Google taps 16k computers to look for cats –for Science!

Published June 27, 2012 3:19pm

Scientists at Google have built a neural network out of 16,000 computer processors to simulate the human brain’s learning process. And the first thing it learned was... to look for cats.

But who can blame Google’s latest creation, when it was set loose on an Internet full of cat videos —with over 10 million digital images on YouTube alone?

The New York Times reported the neural network learned by itself to recognize cats, a feat that surpassed previous efforts to recognize objects in a list of 20,000 items. Here, kitty, kitty

“We never told it during the training, ‘This is a cat,’” said Google fellow Jeff Dean, who helped Google design the software that breaks programs into many tasks that can be computed simultaneously.

“It basically invented the concept of a cat. We probably have other ones that are side views of cats,” he added.

Potential applications include improvements to image search, speech recognition and machine language translation, the NYT said.

The researchers are to present the results of their work at a conference in Edinburgh, Scotland.

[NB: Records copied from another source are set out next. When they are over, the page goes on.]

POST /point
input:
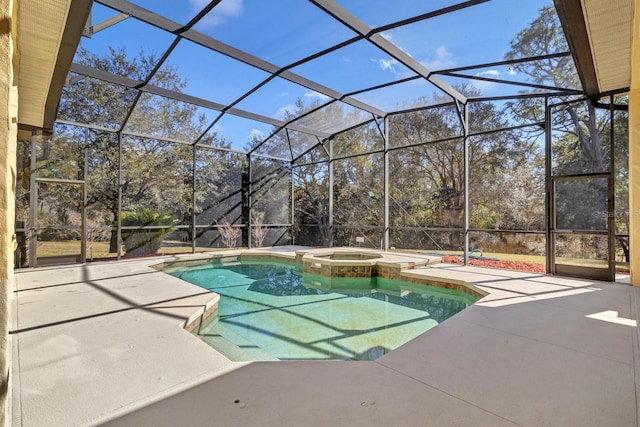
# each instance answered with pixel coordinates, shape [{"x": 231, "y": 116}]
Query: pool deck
[{"x": 105, "y": 343}]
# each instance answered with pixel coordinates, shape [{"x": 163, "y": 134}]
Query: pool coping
[
  {"x": 528, "y": 353},
  {"x": 389, "y": 265}
]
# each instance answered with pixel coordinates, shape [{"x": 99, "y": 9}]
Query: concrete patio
[{"x": 105, "y": 343}]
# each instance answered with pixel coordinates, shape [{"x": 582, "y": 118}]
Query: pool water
[{"x": 272, "y": 311}]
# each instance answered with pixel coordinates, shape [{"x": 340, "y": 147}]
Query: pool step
[{"x": 232, "y": 345}]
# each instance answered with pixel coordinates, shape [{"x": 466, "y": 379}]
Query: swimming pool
[{"x": 271, "y": 310}]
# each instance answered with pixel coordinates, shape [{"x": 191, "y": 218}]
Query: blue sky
[{"x": 285, "y": 31}]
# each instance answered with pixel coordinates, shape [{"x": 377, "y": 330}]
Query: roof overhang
[
  {"x": 599, "y": 34},
  {"x": 48, "y": 35}
]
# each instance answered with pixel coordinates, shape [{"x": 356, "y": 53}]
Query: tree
[
  {"x": 581, "y": 142},
  {"x": 155, "y": 173}
]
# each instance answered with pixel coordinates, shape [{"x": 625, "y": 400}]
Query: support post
[
  {"x": 548, "y": 182},
  {"x": 386, "y": 184},
  {"x": 119, "y": 224},
  {"x": 85, "y": 176},
  {"x": 465, "y": 126},
  {"x": 611, "y": 206},
  {"x": 33, "y": 200},
  {"x": 293, "y": 201},
  {"x": 246, "y": 203},
  {"x": 193, "y": 200},
  {"x": 331, "y": 193}
]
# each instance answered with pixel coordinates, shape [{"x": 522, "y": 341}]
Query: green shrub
[{"x": 145, "y": 242}]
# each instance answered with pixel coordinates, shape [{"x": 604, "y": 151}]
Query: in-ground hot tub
[{"x": 349, "y": 262}]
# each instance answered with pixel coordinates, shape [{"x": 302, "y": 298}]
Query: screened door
[{"x": 582, "y": 234}]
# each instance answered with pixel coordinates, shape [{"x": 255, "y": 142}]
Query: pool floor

In a separate blog post, Dean and visiting faculty Andrew Ng said they believe machine learning could be far more accurate, and smarter computers could make everyday tasks much easier. Learning how to learn

They said recent research on self-taught learning and deep learning suggests researchers can rely instead on unlabeled data, such as random images fetched off the web or out of YouTube videos.

These algorithms work by building artificial neural networks, which loosely simulate neuronal (the brain’s) learning processes.

“Neural networks are very computationally costly, so to date, most networks used in machine learning have used only 1 to 10 million connections. But we suspected that by training much larger networks, we might achieve significantly better accuracy. So we developed a distributed computing infrastructure for training large-scale neural networks. Then, we took an artificial neural network and spread the computation across 16,000 of our CPU cores (in our data centers), and trained models with more than 1 billion connections,” they said in their blog post.

They also said they are working with other groups within Google on applying this artificial neural network approach to other areas such as speech recognition and natural language modeling.

"Someday this could make the tools you use every day work better, faster and smarter," they said.

New generation of computer science

Google’s research represents a new generation of computer science exploiting the falling cost of computing and the availability of huge clusters of computers in giant data centers, the NYT said.

It said this is leading to significant advances in areas such as machine vision and perception, speech recognition and language translation.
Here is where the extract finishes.